The 12th bi-annual Grand Rapids Bach Festival has arrived, showcasing the talents of local musicians young and old through the 18th century composer’s timeless music.
If you’ve ever wondered the best way to get familiar with classical music, it’s hard to imagine a better chance than experiencing one composer’s music in a huge variety of ways. From organ recitals to yoga sessions, marimba arrangements, and full-blown symphony and choir performances, the Bach festival caters to all.
That’s all not to mention the massive $10,000 prize that young singers are competing for, with the very first Linn Maxwell Keller Distinguished Bach Musician Award competition. Both the semi-finals (Tuesday) and finals (Thursday) are totally free to the public, so you’ll hear some of the best singers around giving their all to Bach’s arias in a chance to win the cash prize.

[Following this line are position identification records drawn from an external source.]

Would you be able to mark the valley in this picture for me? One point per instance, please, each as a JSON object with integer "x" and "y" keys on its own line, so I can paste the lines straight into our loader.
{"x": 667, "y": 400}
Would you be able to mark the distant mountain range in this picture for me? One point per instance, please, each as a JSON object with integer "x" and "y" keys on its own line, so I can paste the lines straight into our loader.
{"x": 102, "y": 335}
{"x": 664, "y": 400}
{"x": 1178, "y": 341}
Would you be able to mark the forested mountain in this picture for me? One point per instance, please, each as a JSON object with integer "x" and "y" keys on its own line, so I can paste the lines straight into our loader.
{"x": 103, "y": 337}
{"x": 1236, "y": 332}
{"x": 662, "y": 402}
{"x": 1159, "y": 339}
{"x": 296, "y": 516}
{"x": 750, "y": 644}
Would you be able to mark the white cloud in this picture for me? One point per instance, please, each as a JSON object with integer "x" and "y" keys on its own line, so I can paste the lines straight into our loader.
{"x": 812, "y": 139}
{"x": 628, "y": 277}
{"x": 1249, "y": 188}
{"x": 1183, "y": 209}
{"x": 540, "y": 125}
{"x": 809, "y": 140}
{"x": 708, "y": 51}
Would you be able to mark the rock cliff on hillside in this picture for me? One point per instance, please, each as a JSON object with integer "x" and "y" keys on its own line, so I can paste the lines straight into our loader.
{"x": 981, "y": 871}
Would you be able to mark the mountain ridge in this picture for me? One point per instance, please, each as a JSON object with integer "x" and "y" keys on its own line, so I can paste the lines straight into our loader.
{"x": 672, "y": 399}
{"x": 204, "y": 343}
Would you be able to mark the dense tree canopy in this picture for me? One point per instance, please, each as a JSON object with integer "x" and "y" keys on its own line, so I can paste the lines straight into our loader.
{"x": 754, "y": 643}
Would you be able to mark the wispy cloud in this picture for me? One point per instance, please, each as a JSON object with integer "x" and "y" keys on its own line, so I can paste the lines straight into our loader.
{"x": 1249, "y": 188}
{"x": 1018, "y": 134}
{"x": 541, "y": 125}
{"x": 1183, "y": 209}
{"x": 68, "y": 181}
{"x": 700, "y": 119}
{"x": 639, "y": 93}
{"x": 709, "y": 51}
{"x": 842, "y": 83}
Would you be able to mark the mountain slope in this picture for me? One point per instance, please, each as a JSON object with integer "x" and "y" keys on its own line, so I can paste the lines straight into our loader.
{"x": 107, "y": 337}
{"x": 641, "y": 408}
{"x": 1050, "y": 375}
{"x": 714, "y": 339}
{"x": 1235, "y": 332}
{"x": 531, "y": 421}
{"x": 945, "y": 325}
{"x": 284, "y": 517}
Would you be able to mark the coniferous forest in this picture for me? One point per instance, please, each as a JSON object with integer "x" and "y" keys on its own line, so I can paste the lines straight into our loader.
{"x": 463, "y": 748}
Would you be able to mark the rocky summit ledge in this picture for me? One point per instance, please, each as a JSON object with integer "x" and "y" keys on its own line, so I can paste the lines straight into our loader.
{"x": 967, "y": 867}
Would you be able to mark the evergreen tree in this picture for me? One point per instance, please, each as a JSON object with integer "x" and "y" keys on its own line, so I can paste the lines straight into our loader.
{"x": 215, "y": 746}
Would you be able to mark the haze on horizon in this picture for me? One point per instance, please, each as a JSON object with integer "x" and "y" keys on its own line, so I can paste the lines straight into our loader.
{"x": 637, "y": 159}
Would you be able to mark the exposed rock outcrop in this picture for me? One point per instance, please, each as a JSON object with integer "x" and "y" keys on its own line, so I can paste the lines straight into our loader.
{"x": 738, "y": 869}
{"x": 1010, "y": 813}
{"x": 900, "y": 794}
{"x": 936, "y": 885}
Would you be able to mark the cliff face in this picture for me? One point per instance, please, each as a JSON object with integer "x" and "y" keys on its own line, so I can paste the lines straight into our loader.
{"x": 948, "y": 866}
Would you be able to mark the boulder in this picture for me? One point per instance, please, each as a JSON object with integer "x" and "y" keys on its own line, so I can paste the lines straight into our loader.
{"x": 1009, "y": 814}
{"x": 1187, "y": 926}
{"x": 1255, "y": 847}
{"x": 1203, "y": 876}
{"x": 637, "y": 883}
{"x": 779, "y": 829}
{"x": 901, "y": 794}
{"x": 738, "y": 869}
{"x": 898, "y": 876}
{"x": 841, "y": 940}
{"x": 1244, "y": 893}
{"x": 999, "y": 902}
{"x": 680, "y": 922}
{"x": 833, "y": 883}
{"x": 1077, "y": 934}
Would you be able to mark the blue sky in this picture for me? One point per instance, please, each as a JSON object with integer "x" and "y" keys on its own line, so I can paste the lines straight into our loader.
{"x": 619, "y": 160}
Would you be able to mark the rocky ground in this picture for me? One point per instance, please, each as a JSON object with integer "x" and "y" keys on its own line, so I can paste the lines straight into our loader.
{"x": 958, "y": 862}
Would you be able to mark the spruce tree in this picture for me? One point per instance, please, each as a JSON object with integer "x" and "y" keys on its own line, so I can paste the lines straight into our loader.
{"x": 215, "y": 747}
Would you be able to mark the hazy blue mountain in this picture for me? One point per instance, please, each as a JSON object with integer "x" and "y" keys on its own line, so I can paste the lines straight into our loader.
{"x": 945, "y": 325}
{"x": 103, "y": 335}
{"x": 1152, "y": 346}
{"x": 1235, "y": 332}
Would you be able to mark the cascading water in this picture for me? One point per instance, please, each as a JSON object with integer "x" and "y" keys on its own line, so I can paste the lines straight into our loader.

First, though, new artistic director Julian Wachner is coming to town for a recital, playing an authentic organ with 3,883 pipes in the beautiful Basilica of St. Adalbert. That’s at 7:30 p.m. on Monday, and tickets are just $10.
Then, the next day is Marimbach at Fountain Street Church, showcasing the power of percussion in Bach’s works with a whole battery of percussion pounding it out. That’s at 7:30 p.m. on Tuesday, and admission is free.
After that, young organ sensation Isabelle Demers arrives for another organ recital at Grace Episcopal Church. As one publication said, ““Her technical and musical dexterity proved that the next generation of organists is well capable of carrying the profession forward.” The show is at noon on Wednesday, and admission is pay-what-you-will.
Thursday has Wachner bringing in his Choir of Trinity Wall Street, the New York City church featured in National Treasure. They’ll be singing Bach’s Mass and music inspired by it. The show is at St. Mark’s Episcopal at 7 p.m. on Thursday, and tickets are $15.
Then, Noontime Bach lives up to its name, presenting some of Bach’s beautiful cantatas with symphony, solos and singers all together. This touching show is at First United Methodist Church at 12 p.m. on Friday.
Finally, on Saturday, the orchestra and Grand Rapids Symphony Chorus join forces in acoustically stunning Basilica of St. Adalbert for Bach Magnificat, a wide spanning showcase of Bach’s talent. The show is at 8 p.m. on Saturday, and tickets are $26.
If all that sounds like an ideal week to you, feel free to pick up a Bach Pass for $40 and get entrance to every single show!